Table 2. Verification performance (%) of different methods on the test set RFW. The training set is CASIA-WebFace-R . Table 3. Verification performance (%) of different methods on the test set RFW. The training set is MS-Celeb-1M-v1c-R . ### Results on MegaFace and Trillion-Pairs

The different loss functions are tested again with more complicated protocols. The identification (Id.) Rank-1 and the verification (Veri.) with the true positive rate (TPR) at low false acceptance rate (FAR) at $1e-3$ on MegaFace, the identification TPR@FAR = $1e-6$ and the verification TPR@FAR = $1e-9$ on Trillion-Pairs are reported on Table 4 and 5.

On the test sets MegaFace and Trillion-Pairs, Search-softmax achieves the best performance over all other alternative methods. On MegaFace, Search-softmax beat the best competitor AM-softmax by a large margin. It also outperformed AM-LFS due to new designed search space.

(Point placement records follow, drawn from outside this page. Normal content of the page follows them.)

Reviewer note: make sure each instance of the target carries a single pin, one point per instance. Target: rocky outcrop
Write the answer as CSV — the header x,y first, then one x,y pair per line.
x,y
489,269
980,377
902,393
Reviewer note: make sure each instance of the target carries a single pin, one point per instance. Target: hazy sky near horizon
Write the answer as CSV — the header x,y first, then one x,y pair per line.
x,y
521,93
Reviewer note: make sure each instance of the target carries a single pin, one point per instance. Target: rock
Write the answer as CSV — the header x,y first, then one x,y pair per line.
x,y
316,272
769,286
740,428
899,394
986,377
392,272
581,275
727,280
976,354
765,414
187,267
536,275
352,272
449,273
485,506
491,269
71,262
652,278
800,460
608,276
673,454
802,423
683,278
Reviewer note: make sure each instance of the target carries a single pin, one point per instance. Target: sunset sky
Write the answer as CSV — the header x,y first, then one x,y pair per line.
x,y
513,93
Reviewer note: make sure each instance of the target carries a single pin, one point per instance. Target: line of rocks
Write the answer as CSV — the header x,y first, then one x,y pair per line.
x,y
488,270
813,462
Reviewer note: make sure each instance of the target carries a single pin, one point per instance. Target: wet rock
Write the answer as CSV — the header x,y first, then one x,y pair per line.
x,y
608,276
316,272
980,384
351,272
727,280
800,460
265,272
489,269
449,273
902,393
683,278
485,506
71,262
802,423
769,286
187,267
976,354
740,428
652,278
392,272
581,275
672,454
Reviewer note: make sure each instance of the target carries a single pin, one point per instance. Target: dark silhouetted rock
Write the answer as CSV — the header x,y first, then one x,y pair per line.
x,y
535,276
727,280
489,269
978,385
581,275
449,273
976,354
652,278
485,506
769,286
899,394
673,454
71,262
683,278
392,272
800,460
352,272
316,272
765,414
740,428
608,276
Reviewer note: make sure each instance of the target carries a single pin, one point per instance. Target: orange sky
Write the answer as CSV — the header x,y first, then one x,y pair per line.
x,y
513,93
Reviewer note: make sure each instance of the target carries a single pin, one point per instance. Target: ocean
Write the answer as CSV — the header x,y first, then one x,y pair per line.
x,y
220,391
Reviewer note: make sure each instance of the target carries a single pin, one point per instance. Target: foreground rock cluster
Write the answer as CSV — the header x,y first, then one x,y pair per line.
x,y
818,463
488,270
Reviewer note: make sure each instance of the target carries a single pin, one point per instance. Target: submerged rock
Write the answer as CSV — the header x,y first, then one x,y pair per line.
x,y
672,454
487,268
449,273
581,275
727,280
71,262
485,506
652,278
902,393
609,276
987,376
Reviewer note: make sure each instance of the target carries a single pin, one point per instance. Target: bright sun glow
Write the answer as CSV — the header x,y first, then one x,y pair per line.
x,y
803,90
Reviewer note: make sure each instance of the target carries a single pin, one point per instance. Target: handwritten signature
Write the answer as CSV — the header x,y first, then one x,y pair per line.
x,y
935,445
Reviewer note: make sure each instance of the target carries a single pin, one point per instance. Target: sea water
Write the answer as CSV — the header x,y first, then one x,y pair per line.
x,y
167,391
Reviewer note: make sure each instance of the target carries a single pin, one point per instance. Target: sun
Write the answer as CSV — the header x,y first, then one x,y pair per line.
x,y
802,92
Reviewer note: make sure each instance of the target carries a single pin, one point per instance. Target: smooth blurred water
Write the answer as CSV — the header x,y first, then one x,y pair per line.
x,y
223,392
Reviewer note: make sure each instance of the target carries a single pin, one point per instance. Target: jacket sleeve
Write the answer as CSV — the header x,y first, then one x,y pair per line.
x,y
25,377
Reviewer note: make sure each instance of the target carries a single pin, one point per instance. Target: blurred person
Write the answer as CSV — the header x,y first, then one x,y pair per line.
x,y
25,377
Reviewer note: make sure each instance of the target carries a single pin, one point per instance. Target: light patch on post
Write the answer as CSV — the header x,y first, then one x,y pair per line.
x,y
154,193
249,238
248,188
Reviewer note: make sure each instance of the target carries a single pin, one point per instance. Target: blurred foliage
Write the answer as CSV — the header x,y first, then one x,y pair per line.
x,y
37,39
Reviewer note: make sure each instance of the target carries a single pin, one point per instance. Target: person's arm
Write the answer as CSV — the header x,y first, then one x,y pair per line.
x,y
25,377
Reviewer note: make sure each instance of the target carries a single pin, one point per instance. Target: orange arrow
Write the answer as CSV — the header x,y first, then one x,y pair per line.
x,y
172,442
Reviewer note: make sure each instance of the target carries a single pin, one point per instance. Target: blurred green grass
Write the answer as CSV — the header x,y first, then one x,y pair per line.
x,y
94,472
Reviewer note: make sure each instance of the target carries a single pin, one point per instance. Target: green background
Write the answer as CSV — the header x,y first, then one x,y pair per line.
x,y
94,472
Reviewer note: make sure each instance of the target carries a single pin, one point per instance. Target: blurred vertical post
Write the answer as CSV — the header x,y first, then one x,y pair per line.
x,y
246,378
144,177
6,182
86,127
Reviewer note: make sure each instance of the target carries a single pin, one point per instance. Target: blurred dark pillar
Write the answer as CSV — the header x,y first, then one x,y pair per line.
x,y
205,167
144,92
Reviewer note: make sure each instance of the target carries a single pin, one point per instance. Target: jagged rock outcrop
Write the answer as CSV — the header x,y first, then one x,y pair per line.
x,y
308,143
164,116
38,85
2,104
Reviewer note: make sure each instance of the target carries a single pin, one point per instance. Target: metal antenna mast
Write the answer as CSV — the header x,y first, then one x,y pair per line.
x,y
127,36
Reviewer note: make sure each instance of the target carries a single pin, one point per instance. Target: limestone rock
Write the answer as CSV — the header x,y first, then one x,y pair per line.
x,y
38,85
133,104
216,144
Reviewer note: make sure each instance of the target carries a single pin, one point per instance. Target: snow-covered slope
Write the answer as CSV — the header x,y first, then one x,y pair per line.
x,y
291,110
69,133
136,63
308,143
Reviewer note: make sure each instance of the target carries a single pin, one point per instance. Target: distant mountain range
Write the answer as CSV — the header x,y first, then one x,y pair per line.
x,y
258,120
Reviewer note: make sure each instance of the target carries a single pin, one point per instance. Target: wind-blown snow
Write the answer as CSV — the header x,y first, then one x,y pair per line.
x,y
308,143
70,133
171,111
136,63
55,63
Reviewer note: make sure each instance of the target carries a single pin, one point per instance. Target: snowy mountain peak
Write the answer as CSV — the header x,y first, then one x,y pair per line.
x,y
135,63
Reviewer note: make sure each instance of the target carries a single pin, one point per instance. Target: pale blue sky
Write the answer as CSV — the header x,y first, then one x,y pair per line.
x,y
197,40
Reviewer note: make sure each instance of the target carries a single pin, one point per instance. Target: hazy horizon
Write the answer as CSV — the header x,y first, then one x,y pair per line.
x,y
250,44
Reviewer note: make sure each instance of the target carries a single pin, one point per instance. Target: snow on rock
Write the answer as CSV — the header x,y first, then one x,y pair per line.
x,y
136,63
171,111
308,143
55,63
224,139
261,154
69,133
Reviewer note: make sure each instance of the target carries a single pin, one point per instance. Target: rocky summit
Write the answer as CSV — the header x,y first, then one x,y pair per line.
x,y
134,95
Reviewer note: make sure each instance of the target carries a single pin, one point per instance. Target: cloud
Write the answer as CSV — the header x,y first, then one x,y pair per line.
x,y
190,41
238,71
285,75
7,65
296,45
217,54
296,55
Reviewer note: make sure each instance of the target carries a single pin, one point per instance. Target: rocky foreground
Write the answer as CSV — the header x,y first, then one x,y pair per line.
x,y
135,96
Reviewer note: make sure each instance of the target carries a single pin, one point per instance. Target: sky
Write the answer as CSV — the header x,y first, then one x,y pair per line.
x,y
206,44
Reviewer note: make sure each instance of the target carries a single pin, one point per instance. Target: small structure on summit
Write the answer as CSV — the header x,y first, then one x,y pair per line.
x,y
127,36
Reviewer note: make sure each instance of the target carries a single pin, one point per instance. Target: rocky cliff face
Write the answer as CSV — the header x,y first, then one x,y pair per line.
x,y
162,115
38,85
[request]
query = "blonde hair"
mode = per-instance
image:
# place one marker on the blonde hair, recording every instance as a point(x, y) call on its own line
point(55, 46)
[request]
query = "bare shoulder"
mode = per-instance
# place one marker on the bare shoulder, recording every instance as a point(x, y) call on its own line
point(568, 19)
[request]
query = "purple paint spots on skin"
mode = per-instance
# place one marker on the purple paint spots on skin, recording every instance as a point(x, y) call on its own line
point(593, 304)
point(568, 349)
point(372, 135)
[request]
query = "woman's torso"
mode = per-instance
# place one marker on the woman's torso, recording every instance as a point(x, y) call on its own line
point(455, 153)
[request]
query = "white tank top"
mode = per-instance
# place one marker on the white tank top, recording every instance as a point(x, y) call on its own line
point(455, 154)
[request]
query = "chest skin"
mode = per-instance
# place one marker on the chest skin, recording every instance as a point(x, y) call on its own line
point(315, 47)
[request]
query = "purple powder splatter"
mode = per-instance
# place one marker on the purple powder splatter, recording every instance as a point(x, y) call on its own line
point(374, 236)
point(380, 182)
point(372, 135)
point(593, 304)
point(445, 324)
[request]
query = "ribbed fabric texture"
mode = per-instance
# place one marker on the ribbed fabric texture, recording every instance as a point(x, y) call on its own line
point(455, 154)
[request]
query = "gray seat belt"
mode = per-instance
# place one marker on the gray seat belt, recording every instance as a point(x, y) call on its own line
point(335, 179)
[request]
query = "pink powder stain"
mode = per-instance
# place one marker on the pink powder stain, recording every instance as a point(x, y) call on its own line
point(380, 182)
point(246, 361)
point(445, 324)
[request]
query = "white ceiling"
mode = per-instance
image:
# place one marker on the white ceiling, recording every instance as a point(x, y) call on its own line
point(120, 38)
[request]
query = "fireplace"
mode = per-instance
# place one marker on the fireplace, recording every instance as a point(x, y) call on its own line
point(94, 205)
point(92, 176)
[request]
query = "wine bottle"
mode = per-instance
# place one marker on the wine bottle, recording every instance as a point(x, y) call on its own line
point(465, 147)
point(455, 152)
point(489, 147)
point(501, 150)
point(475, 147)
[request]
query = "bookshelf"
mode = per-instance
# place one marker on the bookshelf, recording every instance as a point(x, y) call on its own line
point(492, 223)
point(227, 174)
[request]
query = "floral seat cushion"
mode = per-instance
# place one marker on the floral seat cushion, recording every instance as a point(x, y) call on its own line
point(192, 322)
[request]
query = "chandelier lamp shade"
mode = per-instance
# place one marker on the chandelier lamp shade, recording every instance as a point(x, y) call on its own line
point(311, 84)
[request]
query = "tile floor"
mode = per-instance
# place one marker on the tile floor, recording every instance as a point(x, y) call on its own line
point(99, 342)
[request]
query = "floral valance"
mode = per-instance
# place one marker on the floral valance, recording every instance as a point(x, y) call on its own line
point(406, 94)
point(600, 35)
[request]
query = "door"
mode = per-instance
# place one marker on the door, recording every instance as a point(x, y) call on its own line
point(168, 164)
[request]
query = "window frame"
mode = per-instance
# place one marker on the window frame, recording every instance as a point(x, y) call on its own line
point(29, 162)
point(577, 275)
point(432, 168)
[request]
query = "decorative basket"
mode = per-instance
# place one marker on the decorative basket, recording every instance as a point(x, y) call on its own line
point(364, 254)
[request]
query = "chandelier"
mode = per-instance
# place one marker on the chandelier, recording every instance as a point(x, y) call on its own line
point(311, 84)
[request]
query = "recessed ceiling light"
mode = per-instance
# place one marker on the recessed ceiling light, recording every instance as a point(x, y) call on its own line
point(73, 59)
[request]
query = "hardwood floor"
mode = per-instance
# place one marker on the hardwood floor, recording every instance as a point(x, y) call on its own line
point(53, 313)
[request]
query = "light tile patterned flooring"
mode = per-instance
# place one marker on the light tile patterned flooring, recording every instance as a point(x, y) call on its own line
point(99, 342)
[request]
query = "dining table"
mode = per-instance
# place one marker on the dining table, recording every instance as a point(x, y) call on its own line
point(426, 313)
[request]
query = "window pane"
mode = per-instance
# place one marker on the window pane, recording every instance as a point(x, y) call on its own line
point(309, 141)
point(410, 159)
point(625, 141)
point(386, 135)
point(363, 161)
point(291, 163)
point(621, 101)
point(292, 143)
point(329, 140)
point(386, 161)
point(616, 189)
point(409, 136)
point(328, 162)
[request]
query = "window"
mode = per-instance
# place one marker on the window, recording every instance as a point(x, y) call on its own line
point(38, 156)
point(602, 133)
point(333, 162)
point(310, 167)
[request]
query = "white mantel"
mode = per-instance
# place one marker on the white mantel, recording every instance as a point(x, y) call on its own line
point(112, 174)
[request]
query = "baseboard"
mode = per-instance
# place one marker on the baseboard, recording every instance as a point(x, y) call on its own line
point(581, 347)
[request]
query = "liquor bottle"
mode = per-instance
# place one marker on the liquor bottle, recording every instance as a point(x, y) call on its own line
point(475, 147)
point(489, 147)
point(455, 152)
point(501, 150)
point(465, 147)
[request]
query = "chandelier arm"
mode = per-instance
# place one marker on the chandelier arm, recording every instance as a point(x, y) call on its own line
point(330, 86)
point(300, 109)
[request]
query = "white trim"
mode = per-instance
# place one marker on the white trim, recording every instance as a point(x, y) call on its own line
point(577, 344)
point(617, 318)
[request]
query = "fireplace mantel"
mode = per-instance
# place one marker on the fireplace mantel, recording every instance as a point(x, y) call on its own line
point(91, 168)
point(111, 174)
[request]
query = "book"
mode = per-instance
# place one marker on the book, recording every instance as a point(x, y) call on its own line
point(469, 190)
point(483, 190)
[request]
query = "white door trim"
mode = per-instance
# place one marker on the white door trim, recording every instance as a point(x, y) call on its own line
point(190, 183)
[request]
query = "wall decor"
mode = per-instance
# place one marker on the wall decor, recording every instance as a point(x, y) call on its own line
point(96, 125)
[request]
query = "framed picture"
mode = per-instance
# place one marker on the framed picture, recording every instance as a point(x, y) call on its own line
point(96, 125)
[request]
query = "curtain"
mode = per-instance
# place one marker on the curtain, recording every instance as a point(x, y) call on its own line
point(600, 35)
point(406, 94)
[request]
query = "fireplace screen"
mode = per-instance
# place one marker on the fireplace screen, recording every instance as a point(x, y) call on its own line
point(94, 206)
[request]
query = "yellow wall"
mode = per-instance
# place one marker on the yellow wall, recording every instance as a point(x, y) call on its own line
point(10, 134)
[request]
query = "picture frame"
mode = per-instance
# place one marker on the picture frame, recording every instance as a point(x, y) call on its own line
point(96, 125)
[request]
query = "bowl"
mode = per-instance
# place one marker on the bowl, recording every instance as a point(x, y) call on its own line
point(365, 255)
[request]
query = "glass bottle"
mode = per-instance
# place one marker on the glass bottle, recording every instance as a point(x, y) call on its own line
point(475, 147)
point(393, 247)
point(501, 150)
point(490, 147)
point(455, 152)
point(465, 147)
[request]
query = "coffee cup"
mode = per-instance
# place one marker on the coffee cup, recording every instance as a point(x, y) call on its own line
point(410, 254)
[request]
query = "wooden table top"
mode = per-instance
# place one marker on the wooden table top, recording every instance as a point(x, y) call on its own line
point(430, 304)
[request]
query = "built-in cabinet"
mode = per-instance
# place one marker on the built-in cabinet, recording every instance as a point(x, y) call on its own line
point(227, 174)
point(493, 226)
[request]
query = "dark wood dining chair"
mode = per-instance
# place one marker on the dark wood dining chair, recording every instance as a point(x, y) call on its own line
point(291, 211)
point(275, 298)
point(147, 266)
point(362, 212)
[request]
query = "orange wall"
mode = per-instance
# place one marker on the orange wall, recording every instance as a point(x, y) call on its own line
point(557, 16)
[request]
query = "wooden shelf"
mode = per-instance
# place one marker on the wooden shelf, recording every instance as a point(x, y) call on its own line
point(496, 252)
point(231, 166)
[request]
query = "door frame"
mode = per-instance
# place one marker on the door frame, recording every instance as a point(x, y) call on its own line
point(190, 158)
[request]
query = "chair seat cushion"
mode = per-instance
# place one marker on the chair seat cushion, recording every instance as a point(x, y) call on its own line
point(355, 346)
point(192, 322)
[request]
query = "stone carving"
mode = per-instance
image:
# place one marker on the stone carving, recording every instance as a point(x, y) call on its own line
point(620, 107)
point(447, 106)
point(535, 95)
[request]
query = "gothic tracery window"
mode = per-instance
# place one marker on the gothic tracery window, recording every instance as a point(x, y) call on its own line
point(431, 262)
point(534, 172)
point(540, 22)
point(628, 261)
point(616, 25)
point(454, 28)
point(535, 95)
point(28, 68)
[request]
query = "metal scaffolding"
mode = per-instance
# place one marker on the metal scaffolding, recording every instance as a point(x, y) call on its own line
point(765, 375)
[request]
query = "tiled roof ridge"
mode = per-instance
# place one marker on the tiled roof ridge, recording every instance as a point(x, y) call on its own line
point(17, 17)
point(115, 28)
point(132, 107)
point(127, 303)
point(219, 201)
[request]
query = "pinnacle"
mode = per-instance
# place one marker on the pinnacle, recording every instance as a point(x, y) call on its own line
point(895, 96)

Table 4. Performance (%) of different loss functions on the test sets MegaFace and Trillion-Pairs. The training set is CASIA-WebFace-R . Table 5. Performance (%) of different loss functions on the test sets MegaFace and Trillion-Pairs. The training set is MS-Celeb-1M-v1c-R . From the CMC curves and ROC curves in Figure 2, similar trends are observed at other measures. There is a same trend on Trillion-Pairs where Search-softmax loss is found to be superior with 4% improvements with CASIA-WebFace-R and 1% improvements with MS-Celeb-1M-v1c-R at both the identification and verification. Based on these experiments, Search-Softmax loss can perform well, especially with a low false positive rate and it shows a strong generalization ability for face recognition.

## Conclusion

In this paper, it is discussed that in order to enhance feature discrimination for face recognition, it is key to know how to reduce the softmax probability. To achieve this goal, unified formulation for the margin-based softmax losses is designed. Two search methods have been developed using a random and a reward-guided loss function and they were validated to be effective over six other methods using nine different test data sets.

## Critiques

• Thorough experimentation and comparison of results to state-of-the-art provided a convincing argument​.
• Datasets used did require some preprocessing, which may have improved the results beyond what the method otherwise would​.
• AM-LFS was created by the authors for experimentation (the code was not made public) so the comparison may not be accurate​.
• The test data set they used to test Search-Softmax and Random-Softmax are simple and they saturate in other methods. So the results of their methods didn’t show much advantage since they produce very similar results. More complicated data set needs to be tested to prove the method's reliability.